Nicht intendierte Folgen
Bei der Widerstandsfähigkeit der Ukraine wie auch der Reaktion des Westens auf den Angriff habe sich Putin aber weitgehend getäuscht. «Es war sicher nicht in seinem Interesse, dass die Ostsee mit dem erfolgten Beitritt Finnlands und dem baldigen Eintreten Schwedens in das Militärbündnis gewissermassen zum Mare Nostrum der NATO wird», so Berni.

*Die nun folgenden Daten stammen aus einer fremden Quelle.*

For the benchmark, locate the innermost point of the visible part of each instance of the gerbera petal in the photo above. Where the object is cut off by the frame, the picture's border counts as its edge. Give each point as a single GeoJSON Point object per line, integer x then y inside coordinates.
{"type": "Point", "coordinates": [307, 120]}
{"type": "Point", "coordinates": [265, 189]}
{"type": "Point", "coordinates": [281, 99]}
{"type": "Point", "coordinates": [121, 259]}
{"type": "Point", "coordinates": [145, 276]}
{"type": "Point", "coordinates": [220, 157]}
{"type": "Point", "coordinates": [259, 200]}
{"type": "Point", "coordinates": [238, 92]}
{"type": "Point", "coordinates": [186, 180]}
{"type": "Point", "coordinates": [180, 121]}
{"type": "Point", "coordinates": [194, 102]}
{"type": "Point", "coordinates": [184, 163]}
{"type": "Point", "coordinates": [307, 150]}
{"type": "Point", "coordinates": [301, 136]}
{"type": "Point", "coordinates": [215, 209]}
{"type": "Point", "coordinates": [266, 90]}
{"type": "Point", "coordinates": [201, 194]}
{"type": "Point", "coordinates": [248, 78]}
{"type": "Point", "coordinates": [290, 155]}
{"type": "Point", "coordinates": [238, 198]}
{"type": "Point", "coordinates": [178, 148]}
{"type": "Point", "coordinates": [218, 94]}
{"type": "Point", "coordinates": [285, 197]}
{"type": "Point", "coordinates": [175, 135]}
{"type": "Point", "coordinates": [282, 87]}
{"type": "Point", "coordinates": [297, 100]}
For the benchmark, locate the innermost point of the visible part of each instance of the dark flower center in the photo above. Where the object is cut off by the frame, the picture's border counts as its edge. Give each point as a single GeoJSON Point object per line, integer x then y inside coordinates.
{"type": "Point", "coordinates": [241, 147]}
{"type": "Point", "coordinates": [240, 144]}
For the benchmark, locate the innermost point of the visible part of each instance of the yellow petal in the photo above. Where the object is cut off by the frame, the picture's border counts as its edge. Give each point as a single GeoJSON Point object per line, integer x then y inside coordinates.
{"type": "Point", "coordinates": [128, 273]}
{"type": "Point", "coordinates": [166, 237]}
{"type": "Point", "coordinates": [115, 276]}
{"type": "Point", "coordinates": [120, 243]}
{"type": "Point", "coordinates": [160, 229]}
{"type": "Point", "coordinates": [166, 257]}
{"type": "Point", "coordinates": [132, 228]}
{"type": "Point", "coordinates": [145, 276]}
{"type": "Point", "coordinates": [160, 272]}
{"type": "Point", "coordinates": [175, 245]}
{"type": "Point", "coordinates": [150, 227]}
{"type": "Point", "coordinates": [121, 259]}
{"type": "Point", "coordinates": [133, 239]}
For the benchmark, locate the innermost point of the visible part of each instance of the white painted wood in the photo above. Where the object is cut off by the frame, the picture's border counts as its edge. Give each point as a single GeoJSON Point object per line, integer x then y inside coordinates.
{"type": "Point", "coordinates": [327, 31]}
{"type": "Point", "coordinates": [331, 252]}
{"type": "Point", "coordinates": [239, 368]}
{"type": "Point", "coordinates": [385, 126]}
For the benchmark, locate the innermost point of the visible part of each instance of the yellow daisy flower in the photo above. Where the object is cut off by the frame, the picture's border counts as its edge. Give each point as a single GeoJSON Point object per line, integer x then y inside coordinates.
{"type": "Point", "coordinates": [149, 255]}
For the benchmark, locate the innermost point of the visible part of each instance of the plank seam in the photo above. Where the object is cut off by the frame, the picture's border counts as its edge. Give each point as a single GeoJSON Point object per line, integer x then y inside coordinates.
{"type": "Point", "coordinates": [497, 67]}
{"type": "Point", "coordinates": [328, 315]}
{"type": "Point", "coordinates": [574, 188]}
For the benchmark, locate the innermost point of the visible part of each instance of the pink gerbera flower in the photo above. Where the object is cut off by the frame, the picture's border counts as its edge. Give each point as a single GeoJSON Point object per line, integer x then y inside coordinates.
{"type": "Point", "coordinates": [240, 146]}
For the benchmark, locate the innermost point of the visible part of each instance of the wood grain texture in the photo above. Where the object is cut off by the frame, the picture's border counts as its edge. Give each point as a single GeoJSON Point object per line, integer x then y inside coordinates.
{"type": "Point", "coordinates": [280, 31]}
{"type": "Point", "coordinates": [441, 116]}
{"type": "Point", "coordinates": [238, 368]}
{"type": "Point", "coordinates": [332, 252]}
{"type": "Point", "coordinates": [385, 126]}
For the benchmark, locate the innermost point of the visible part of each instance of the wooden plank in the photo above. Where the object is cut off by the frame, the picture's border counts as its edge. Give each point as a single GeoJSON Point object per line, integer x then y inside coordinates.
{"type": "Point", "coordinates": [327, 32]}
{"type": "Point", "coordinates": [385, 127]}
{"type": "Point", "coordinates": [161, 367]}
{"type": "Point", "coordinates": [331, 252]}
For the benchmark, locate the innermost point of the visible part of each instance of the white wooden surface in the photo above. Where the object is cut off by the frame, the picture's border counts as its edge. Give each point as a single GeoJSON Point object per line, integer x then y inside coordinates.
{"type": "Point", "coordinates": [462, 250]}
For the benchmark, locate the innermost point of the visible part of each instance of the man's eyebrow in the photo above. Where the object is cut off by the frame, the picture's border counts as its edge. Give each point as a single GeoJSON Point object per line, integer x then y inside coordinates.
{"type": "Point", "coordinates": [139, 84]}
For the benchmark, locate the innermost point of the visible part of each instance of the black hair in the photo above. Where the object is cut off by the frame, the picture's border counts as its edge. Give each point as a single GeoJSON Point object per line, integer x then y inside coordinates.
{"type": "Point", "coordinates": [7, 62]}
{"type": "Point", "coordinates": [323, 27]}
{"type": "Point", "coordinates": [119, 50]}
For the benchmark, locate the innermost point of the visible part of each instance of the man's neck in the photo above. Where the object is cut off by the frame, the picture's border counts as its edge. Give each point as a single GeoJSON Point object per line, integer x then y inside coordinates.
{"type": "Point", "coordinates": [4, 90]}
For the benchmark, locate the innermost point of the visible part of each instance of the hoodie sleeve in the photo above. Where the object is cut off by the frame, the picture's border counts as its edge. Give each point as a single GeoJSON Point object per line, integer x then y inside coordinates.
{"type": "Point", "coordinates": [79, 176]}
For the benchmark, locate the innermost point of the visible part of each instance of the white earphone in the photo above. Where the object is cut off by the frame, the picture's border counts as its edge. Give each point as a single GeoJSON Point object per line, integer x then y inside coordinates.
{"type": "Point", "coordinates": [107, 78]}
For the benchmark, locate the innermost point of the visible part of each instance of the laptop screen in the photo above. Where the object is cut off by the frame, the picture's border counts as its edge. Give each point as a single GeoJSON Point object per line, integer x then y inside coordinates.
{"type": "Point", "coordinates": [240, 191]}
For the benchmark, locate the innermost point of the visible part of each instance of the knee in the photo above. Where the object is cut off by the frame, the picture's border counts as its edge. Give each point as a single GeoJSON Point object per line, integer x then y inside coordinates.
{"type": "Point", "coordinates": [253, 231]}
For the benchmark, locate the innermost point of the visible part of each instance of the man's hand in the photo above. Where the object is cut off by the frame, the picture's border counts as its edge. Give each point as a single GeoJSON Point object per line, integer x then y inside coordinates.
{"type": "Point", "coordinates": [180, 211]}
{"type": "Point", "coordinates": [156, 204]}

Marcel Berni ist seit dem Ausbruch des Ukrainekriegs ein viel gefragter Interviewpartner in Schweizer Medien.
Rivalität nimmt zu
Die Unterstützung durch China aber, sowie durch die weniger bedeutenden Verbündeten Iran und Nordkorea – und die relative Neutralität gewichtiger Länder wie Indien, Südafrika oder Brasilien – spielen ihm in die Karten. Die Rivalität mit dem liberalen Westen, dessen Energie für die Unterstützung der Ukraine zusehends schwächer wird, nimmt zu.
Unübersichtliche Weltlage
Berni zog denn auch Vergleiche zum ersten Kalten Krieg, mit dem damaligen heissen Krieg der beiden Blöcke in Korea. Oder einem möglichen künftigen Konflikt um Taiwan, der an die Kubakrise gemahnen könnte. Dass aktuell der Konflikt in Israel einen weiteren Brandherd mit ungewissen Folgen für den Nahen Osten bildet, färbt das Gesamtbild nicht positiver. Immerhin treffen sich aktuell US-Präsident Joe Biden und Chinas Präsident Xi Jinping, um Spannungen abzubauen und Kommunikationskanäle zu öffnen. Reale Konsequenzen hat die globale Situation auch für die Schweiz, etwa mit der Erhöhung der Ausgaben für die Armee, wie der Militärhistoriker betonte.
Kein Ende der Geschichte
Die kommenden Monate und Jahre werden zeigen, wie sich die geopolitischen Verhältnisse entwickeln werden. Das «Ende der Geschichte», mit dem globalen Triumph des Liberalismus, mit Demokratie und Marktwirtschaft allenthalben ist jedenfalls ferner, als viele es sich am Ende des ersten Kalten Krieges erhofft hätten.